13 Dem Vorwurf, das Bundesverwaltungsgericht habe insbesondere den Beweisantrag auf Einholung eines Sachverständigengutachtens aus dem Bereich der Neurologie nicht berücksichtigt, ist darüber hinaus zu entgegnen, dass das Bundesverwaltungsgericht ohnehin - unter Verweis auf die vorgelegten fachärztlichen Gutachten - festgestellt hat, dass der Revisionswerber unter einer posttraumatischen Belastungsstörung leide, diese jedoch im Herkunftsstaat behandelbar sei. Das greift die Revision nicht an. Die Beurteilung der Glaubwürdigkeit der Angaben des Revisionswerbers zu den Gründen seiner Flucht fällt aber nicht in das Aufgabengebiet eines Sachverständigen, sondern ist dem Kernbereich der richterlichen Beweiswürdigung zuzurechnen (vgl. VwGH 15.10.2019, Ra 2019/01/0344).

14 Wird eine Abweichung von der Rechtsprechung des Verwaltungsgerichtshofes geltend gemacht, hat der Revisionswerber konkret darzulegen, dass der der gegenständlich angefochtenen Entscheidung zu Grunde liegende Sachverhalt einem der von ihm ins Treffen geführten Entscheidungen des Verwaltungsgerichtshofes gleicht, das Verwaltungsgericht im gegenständlichen Fall dennoch anders entschieden hat und es damit von der ständigen Rechtsprechung des Verwaltungsgerichtshofes abgewichen ist.
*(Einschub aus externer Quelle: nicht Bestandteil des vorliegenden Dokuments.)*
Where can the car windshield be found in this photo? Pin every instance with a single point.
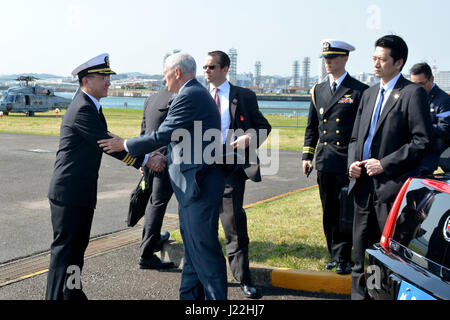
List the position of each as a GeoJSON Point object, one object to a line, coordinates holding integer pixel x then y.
{"type": "Point", "coordinates": [422, 223]}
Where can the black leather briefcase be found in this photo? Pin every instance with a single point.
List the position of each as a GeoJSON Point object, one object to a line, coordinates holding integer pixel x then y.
{"type": "Point", "coordinates": [138, 202]}
{"type": "Point", "coordinates": [347, 211]}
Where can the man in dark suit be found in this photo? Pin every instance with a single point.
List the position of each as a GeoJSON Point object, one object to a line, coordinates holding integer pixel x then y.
{"type": "Point", "coordinates": [155, 111]}
{"type": "Point", "coordinates": [331, 116]}
{"type": "Point", "coordinates": [391, 136]}
{"type": "Point", "coordinates": [197, 182]}
{"type": "Point", "coordinates": [73, 186]}
{"type": "Point", "coordinates": [439, 102]}
{"type": "Point", "coordinates": [241, 121]}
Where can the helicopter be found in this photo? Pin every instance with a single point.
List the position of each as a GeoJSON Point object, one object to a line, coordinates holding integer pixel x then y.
{"type": "Point", "coordinates": [29, 98]}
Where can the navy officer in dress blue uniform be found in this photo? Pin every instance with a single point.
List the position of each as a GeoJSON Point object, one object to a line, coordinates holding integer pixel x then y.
{"type": "Point", "coordinates": [198, 184]}
{"type": "Point", "coordinates": [73, 186]}
{"type": "Point", "coordinates": [330, 122]}
{"type": "Point", "coordinates": [439, 102]}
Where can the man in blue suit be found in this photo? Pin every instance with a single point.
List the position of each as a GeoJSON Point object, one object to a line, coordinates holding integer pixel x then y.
{"type": "Point", "coordinates": [439, 102]}
{"type": "Point", "coordinates": [198, 184]}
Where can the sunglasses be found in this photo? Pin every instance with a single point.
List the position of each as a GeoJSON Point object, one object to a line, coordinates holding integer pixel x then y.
{"type": "Point", "coordinates": [211, 67]}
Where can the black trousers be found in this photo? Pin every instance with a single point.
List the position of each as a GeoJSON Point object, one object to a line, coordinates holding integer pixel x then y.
{"type": "Point", "coordinates": [339, 243]}
{"type": "Point", "coordinates": [204, 274]}
{"type": "Point", "coordinates": [71, 230]}
{"type": "Point", "coordinates": [370, 218]}
{"type": "Point", "coordinates": [234, 223]}
{"type": "Point", "coordinates": [154, 212]}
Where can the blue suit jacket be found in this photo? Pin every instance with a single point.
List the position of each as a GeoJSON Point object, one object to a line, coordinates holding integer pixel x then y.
{"type": "Point", "coordinates": [191, 114]}
{"type": "Point", "coordinates": [402, 138]}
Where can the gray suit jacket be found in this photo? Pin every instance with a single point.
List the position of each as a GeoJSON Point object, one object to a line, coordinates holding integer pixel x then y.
{"type": "Point", "coordinates": [193, 105]}
{"type": "Point", "coordinates": [402, 137]}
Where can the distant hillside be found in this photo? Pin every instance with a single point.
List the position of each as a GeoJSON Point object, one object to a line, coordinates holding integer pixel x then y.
{"type": "Point", "coordinates": [36, 75]}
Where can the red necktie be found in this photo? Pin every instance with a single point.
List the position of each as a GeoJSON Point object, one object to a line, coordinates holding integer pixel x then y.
{"type": "Point", "coordinates": [216, 98]}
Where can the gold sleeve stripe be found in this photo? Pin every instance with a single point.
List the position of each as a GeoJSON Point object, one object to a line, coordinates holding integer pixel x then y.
{"type": "Point", "coordinates": [127, 157]}
{"type": "Point", "coordinates": [310, 150]}
{"type": "Point", "coordinates": [131, 163]}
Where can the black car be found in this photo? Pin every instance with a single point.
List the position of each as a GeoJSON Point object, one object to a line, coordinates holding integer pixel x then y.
{"type": "Point", "coordinates": [412, 260]}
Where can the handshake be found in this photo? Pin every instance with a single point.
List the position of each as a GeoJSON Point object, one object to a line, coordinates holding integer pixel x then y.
{"type": "Point", "coordinates": [156, 161]}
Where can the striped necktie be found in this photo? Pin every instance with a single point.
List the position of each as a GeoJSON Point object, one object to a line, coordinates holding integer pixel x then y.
{"type": "Point", "coordinates": [216, 98]}
{"type": "Point", "coordinates": [373, 125]}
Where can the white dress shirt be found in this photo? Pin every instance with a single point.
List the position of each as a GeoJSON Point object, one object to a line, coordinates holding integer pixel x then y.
{"type": "Point", "coordinates": [96, 102]}
{"type": "Point", "coordinates": [388, 87]}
Dabei reicht es nicht aus, bloß Rechtssätze zu verschiedenen Erkenntnissen wiederzugeben oder Entscheidungen nach Datum und Geschäftszahl zu nennen, ohne auf konkrete Unterschiede in dieser Rechtsprechung hinzuweisen (vgl. etwa VwGH 24.1.2017, Ra 2017/05/0005, mwN). Diesen Vorgaben wird mit der vorliegenden Zulässigkeitsbegründung der gegenständlichen Revision, die nur pauschal ein Abweichen von der Rechtsprechung des Verwaltungsgerichtshofes zur Beurteilung des Vorliegens der Voraussetzungen für die Zuerkennung internationalen Schutzes behauptet, nicht entsprochen.

15 In der Revision werden somit keine Rechtsfragen aufgeworfen, denen im Sinne des Art. 133 Abs. 4 B-VG grundsätzliche Bedeutung zukäme. Die Revision war daher gemäß Art. 34 Abs. 1 VwGG ohne weiteres Verfahren zurückzuweisen.